Paper Review: Large Language Models Orchestrating Structured Reasoning Achieve Kaggle Grandmaster Level

Paper link

Main image

Agent K v1.0 is an autonomous data science agent designed to handle the entire data science lifecycle through experience-based learning. Unlike traditional methods, it uses a flexible, structured reasoning framework to optimize memory storage and retrieval, enabling complex decision-making without fine-tuning or backpropagation. In evaluations using Kaggle competitions, Agent K v1.0 performs tasks autonomously, leveraging Bayesian optimization, feature engineering, and various popular libraries to handle multiple data modalities. Achieving a 92.5% success rate across tasks, it ranks in the top 38% among Kaggle competitors, reaching Expert-level performance and achieving a record comparable to a Kaggle Grandmaster, including six gold, three silver, and seven bronze medals.

Learning to Reason by Experience

The authors propose a novel approach for training LLMs to handle data science tasks without traditional fine-tuning and backpropagation, which are computationally demanding. Instead, the agent uses an internal working memory and an external long-term memory database to dynamically adapt and learn from experience. Modeled as a Markov Decision Process, the agent makes decisions based on environmental state, working memory, and external database, which it can update over time to guide reasoning and actions.

The agent performs three types of actions: managing long-term memory, updating short-term working memory, and interacting with the environment (e.g., generating code or submitting results). A reward-based policy selectively stores high-utility data and code snippets, continuously optimizing decision-making.
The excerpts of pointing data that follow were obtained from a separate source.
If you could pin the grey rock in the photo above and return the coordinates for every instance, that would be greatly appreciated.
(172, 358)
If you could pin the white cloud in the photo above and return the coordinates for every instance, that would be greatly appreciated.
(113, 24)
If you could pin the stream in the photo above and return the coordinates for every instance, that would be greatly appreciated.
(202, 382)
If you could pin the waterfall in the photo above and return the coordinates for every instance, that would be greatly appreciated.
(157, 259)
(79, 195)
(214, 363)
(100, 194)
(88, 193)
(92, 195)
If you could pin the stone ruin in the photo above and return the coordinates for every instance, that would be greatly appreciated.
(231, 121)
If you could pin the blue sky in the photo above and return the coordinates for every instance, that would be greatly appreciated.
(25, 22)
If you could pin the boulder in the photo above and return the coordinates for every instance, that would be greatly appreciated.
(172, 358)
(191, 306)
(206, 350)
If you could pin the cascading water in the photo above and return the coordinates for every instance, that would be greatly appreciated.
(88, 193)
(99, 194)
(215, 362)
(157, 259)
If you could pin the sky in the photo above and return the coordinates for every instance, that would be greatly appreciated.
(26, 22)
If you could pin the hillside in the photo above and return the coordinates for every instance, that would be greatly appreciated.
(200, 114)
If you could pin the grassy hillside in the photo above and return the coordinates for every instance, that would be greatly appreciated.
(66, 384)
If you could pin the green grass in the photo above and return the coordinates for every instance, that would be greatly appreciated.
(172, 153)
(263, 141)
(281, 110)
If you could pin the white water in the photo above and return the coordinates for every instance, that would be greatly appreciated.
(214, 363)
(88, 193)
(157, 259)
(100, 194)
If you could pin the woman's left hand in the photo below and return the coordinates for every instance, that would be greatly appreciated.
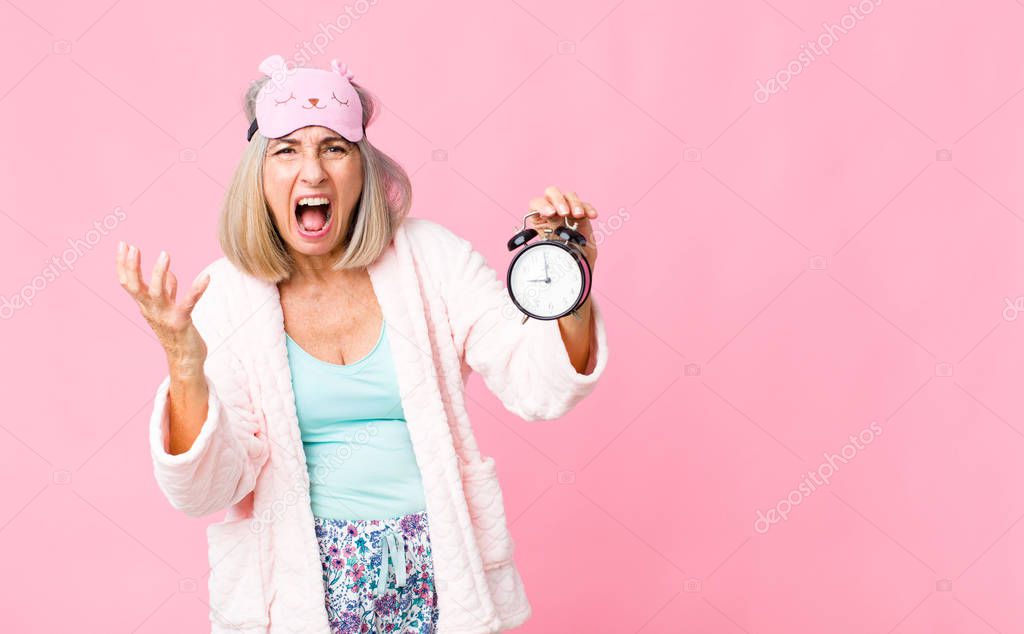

This framework enables the agent to adapt its reasoning without changing core model parameters, maximizing performance in data science tasks through memory-based learning rather than extensive data collection and backpropagation.

Autonomous Data Science Agents

Data Science pipeline

Agent K v1.0 is designed as a scalable, autonomous data science agent capable of handling diverse multimodal tasks, including tabular, time series, computer vision, NLP, and multimodal data. Each task is represented by a tuple with a natural language description and the relevant datasets. Agent K starts by automatically fetching and scraping tasks from Kaggle using their URLs. Then it sets up the solution generation process.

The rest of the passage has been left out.